A randomized phase II trial of two different four-drug combinations in advanced pancreatic adenocarcinoma: Cisplatin, capecitabine, gemcitabine plus either epirubicin or docetaxel

• Published in: Journal of clinical oncology Vol. 27; no. 15_suppl; p. 4614
• Main Authors: Cereda, S., Rognone, A., Ghidini, M., Rezzonico, S., Passoni, P., Mazza, E., Nicoletti, R., Zerbi, A., Villa, E., Reni, M.
• Format: Journal Article
• Language: English
• Published: 20.05.2009
• ISSN: 0732-183X; 1527-7755
• DOI: 10.1200/jco.2009.27.15_suppl.4614

Abstract only 4614 Background: The combination of cisplatin (P), epirubicin (E), 5-fluorouracil (F) and gemcitabine (G) (PEFG regimen) yielded a progression-free survival at 6 months from treatment start (PFS6) of about 50% and a 1-year overall survival (OS) around 40% in patients with advanced pancreatic adenocarcinoma (PA). The current trial was aimed to assess whether the replacement of E with docetaxel (D) may improve PFS6. Methods: Chemo-naive patients with stage III or metastatic PA, age 18–75y, Karnofsky performance status (PS) >50 received P (30 mg/m 2 day 1), G (800 mg/m 2 day 1) and capecitabine (1250 mg/m 2 /day days 1 to 14) and were randomized to receive either D at 25–30 mg/m 2 day 1 (arm A: PDXG regimen) or E at 30 mg/m 2 day 1 (arm B: PEXG regimen).
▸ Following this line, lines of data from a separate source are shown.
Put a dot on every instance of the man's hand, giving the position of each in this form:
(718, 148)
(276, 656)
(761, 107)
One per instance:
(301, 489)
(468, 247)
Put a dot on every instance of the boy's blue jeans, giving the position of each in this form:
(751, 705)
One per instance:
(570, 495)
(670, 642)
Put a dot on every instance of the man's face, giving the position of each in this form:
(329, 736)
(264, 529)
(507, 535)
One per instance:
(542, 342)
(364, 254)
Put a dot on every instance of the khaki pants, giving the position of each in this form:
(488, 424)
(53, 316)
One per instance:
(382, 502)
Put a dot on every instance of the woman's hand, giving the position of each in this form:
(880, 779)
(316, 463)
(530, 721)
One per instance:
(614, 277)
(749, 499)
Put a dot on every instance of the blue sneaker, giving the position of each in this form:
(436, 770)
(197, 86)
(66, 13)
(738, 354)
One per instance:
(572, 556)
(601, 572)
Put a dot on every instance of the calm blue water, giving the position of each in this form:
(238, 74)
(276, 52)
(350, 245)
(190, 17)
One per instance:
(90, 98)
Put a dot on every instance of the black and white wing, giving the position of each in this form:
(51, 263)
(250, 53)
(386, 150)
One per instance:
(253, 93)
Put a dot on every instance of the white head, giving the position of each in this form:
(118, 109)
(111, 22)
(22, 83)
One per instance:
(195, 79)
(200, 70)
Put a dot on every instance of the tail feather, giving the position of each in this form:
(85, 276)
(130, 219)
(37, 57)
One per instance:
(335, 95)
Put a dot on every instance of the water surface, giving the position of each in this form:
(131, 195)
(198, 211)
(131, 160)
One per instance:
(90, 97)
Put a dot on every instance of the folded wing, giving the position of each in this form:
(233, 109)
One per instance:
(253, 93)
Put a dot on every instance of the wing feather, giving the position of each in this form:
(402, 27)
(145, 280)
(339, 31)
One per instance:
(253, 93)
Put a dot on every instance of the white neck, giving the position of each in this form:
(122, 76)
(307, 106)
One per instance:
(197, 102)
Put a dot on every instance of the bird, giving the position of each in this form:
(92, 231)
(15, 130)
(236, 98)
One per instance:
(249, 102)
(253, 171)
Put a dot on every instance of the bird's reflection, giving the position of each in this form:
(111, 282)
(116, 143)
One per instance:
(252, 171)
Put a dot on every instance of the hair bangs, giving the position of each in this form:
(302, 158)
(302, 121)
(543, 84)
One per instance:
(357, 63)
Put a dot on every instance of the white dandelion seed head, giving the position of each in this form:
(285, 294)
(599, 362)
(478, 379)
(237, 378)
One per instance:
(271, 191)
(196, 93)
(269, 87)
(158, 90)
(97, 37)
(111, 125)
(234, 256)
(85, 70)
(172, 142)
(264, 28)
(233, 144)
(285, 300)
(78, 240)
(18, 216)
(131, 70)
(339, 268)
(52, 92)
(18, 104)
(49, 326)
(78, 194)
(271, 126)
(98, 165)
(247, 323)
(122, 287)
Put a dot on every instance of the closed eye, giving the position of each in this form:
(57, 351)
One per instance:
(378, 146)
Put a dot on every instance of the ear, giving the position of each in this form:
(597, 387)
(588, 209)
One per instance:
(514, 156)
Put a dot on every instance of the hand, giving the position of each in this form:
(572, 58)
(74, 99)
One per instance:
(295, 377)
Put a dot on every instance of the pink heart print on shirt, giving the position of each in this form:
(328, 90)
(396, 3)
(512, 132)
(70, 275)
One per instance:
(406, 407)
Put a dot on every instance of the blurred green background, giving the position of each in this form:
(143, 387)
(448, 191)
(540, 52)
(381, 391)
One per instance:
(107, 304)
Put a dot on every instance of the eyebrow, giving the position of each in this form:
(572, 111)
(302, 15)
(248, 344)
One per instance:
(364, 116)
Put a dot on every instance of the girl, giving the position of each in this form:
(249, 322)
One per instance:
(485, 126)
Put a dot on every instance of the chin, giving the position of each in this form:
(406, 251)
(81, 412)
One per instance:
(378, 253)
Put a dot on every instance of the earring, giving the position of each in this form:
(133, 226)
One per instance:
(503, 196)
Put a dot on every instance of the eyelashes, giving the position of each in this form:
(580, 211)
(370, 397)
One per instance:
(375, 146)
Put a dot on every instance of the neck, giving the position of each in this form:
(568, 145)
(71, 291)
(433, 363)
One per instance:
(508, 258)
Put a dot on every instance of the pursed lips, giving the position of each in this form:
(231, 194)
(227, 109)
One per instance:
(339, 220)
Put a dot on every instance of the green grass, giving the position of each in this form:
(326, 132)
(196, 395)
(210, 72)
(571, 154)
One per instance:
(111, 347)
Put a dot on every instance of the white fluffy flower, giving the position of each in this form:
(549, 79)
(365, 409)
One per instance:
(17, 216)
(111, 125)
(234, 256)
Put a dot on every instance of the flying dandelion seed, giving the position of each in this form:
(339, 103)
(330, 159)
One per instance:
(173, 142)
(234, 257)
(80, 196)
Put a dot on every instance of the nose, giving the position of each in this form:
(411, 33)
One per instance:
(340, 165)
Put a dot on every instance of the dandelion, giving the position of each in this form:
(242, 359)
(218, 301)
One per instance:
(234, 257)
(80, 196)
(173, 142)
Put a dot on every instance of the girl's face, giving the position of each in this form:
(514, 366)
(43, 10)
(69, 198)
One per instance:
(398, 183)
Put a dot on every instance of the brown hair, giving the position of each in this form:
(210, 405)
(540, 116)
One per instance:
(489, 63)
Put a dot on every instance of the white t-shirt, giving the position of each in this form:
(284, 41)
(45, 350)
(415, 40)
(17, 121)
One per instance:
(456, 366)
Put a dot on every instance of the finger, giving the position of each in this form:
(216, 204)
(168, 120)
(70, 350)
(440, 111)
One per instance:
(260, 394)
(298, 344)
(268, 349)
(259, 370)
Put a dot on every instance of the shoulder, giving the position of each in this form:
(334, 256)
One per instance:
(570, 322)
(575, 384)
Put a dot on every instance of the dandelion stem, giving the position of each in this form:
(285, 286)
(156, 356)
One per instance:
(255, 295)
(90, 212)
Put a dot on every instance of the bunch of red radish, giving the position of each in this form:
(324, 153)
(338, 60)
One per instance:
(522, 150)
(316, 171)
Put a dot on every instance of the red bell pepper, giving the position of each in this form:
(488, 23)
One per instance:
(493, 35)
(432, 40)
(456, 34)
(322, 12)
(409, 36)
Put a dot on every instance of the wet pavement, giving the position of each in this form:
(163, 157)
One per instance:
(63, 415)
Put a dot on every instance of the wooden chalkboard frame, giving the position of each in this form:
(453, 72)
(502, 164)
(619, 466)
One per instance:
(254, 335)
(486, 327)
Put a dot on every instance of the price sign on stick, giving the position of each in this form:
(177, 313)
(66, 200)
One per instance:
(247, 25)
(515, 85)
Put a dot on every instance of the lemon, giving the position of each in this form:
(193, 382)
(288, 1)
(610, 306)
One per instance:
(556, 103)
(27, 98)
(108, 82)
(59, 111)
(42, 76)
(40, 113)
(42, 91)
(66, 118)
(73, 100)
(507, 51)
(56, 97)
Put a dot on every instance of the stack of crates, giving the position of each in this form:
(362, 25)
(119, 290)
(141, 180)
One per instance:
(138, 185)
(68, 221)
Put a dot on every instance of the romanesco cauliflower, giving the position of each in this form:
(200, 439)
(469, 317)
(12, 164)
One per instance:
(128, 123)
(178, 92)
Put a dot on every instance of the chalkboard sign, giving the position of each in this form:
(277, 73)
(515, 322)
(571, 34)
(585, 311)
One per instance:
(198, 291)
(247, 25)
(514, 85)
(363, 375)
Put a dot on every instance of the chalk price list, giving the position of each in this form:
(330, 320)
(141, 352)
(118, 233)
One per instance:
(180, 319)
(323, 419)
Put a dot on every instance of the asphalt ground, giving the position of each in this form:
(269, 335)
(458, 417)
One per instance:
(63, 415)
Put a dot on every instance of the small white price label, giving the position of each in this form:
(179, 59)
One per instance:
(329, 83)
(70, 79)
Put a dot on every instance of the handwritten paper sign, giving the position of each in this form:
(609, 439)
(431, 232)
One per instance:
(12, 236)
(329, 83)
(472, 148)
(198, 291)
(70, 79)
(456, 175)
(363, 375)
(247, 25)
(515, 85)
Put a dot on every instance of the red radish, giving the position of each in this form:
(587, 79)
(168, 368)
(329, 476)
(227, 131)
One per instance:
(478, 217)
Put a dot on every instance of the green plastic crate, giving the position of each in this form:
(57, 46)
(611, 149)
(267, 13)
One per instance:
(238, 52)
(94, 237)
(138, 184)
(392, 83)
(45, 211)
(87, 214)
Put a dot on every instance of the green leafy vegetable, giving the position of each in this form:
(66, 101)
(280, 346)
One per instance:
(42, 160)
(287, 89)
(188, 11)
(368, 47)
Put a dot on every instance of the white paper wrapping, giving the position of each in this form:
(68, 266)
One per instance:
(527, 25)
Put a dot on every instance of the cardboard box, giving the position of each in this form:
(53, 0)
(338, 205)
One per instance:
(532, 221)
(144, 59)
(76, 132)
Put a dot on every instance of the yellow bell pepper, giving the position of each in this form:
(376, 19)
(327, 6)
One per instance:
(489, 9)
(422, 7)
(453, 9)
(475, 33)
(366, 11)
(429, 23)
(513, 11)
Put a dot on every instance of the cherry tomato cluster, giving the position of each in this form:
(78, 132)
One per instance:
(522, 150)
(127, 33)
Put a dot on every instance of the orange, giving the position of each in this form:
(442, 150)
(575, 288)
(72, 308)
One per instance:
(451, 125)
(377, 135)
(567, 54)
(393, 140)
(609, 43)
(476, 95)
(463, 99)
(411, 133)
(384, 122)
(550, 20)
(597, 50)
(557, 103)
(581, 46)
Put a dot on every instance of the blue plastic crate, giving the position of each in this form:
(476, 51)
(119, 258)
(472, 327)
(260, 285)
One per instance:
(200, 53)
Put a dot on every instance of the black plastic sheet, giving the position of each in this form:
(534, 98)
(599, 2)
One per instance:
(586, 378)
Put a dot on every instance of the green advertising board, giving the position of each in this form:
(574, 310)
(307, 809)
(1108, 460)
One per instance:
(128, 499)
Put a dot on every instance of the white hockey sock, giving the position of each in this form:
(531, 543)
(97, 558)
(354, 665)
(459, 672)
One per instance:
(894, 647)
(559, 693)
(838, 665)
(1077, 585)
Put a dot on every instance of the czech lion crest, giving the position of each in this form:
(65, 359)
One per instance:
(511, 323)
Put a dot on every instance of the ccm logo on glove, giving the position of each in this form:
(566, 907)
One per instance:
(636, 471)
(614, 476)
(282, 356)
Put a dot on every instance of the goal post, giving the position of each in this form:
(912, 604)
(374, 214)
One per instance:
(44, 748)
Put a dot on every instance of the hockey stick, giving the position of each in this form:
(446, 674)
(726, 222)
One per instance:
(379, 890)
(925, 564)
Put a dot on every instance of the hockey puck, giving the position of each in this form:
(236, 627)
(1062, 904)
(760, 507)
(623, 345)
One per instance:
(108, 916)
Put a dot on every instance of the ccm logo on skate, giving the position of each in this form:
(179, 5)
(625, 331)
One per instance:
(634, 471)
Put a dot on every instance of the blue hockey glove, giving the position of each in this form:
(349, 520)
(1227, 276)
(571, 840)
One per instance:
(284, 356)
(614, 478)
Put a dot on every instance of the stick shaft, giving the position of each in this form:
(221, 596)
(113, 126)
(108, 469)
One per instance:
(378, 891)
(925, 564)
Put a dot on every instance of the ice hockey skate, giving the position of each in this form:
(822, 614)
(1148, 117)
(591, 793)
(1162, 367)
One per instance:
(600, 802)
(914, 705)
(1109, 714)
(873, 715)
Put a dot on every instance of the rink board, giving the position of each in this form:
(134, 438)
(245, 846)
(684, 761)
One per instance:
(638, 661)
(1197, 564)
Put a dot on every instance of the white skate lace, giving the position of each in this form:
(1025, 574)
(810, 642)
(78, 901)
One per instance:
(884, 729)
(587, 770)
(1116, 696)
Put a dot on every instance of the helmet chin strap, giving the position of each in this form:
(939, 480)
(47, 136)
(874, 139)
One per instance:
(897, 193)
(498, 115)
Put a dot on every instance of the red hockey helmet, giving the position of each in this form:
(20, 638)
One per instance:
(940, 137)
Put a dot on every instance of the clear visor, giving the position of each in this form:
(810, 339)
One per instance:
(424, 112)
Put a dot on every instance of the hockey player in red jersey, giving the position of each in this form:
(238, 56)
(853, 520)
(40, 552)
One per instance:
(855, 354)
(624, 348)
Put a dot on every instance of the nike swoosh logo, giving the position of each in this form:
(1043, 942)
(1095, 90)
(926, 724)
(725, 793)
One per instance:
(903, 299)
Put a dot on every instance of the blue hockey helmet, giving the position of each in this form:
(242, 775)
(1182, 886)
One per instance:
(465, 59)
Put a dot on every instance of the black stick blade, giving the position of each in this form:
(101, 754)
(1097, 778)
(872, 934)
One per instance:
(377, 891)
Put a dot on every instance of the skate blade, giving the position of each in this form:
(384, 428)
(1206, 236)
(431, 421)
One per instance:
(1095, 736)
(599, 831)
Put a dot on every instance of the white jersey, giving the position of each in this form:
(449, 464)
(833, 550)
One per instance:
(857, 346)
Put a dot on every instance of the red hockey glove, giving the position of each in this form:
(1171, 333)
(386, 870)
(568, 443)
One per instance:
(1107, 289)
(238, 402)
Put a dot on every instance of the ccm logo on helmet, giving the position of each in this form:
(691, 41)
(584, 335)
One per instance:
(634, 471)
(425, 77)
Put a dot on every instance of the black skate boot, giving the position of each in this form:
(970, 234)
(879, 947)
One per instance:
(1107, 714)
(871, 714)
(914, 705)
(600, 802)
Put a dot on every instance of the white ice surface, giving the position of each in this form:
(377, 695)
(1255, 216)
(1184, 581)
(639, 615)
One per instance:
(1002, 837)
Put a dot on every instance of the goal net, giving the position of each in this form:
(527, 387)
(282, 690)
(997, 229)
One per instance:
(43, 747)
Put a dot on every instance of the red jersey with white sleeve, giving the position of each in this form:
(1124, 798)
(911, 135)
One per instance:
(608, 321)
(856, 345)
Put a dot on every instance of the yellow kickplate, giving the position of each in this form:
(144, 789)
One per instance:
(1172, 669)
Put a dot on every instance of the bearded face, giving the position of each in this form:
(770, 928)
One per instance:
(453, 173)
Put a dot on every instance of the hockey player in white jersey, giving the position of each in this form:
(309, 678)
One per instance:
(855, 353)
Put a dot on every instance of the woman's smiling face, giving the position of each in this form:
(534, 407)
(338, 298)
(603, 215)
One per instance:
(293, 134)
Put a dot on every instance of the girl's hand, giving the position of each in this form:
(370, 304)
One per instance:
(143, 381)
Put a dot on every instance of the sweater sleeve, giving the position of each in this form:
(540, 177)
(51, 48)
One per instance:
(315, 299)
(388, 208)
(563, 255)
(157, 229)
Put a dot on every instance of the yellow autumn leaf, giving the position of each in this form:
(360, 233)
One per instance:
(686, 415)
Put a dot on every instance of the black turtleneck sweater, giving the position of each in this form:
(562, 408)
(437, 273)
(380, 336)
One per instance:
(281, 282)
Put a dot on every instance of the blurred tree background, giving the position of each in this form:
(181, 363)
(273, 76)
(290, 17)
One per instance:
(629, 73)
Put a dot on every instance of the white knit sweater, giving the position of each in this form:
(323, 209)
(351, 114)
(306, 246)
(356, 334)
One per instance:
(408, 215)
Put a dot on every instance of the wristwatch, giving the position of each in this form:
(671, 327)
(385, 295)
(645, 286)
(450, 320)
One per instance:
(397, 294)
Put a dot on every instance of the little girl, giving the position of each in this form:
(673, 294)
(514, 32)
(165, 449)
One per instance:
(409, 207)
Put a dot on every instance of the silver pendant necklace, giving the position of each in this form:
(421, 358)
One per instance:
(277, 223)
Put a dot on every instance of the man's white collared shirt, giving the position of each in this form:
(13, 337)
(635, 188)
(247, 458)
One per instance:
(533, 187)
Cycles were repeated every 14 days for a maximum of 6 months. Tumor was assessed by CT scan every 8 weeks. The Fleming design was used to calculate the sample size on the probability of being PFS6 (primary endpoint). Assuming P0=40% and P1=60%, α .05 and β.10, the study was to enroll 52 patients per arm. The regimen had to be considered of interest with > 26 patients being PFS6. Results: Between July 2005 and September 2008, 105 patients were enrolled at a single institution, stratified by stage and randomized (53 arm A). Patients’ characteristics were (A/B): median age 61/59, PS > 70 92/88%, metastatic disease 66/65%; CA19.9 > upper limit of laboratory normal (ULN) 87/90%, median CA19.9 820/755 UI/mL. To date, 46 patients per arm are assessable for the primary endpoint: PFS6 was 58/54%. One- year OS was 41% in both arms. A partial response was observed in 61/37% of patients. Among assessable patients with basal CA19.9 value > ULN (37 per arm), a major biochemical response (reduction >89%) was observed in 46/35% and a minor biochemical response (reduction between 50 and 89%) in 43/35% of patients. Main per cycle G3–4 toxicity was: neutropenia 4/13%, thrombocytopenia 3/2%, anemia 4/3%, fatigue 6/4%. Conclusions: PEXG yielded similar results when compared to prior series treated by PEFG, suggesting that capecitabine may replace F. The inclusion of D instead of E seems to be promising. The present trial confirms the relevant impact on outcome of advanced PA of four-drug regimens. No significant financial relationships to disclose.